Roasted Brussels Sprouts and Sweet Potatoes

Prep time 15 minutes
Cook time 30 minutes
Ready in 45 minutes
Makes 8 servings


  • 1 lb brussels sprouts, halved
  • 3 cups peeled and cubed sweet potatoes
  • 1 cup chopped onion
  • 2 tbsp olive oil
  • 1 tbsp orange juice
  • 1/4 tsp ground cinnamon
  • 1/2 cup walnuts
  • 1/2 cup dried cranberries


1. Preheat oven to 400°F. Spread the brussels sprouts, sweet potatoes, and onion on a large-rimmed baking sheet or casserole dish.
2. In a small bowl, combine oil, orange juice, and cinnamon.

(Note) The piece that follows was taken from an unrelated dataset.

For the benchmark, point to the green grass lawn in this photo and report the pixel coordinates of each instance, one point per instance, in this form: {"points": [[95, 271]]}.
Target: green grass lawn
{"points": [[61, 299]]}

Drizzle over the vegetable mixture and toss to coat evenly. Sprinkle salt (in moderation) and pepper over vegetables.
3. Roast 15 minutes. Stir gently, add walnuts, and continue to roast for another 15 minutes, or until vegetables are tender and nicely browned. Add cranberries to mixture and serve warm.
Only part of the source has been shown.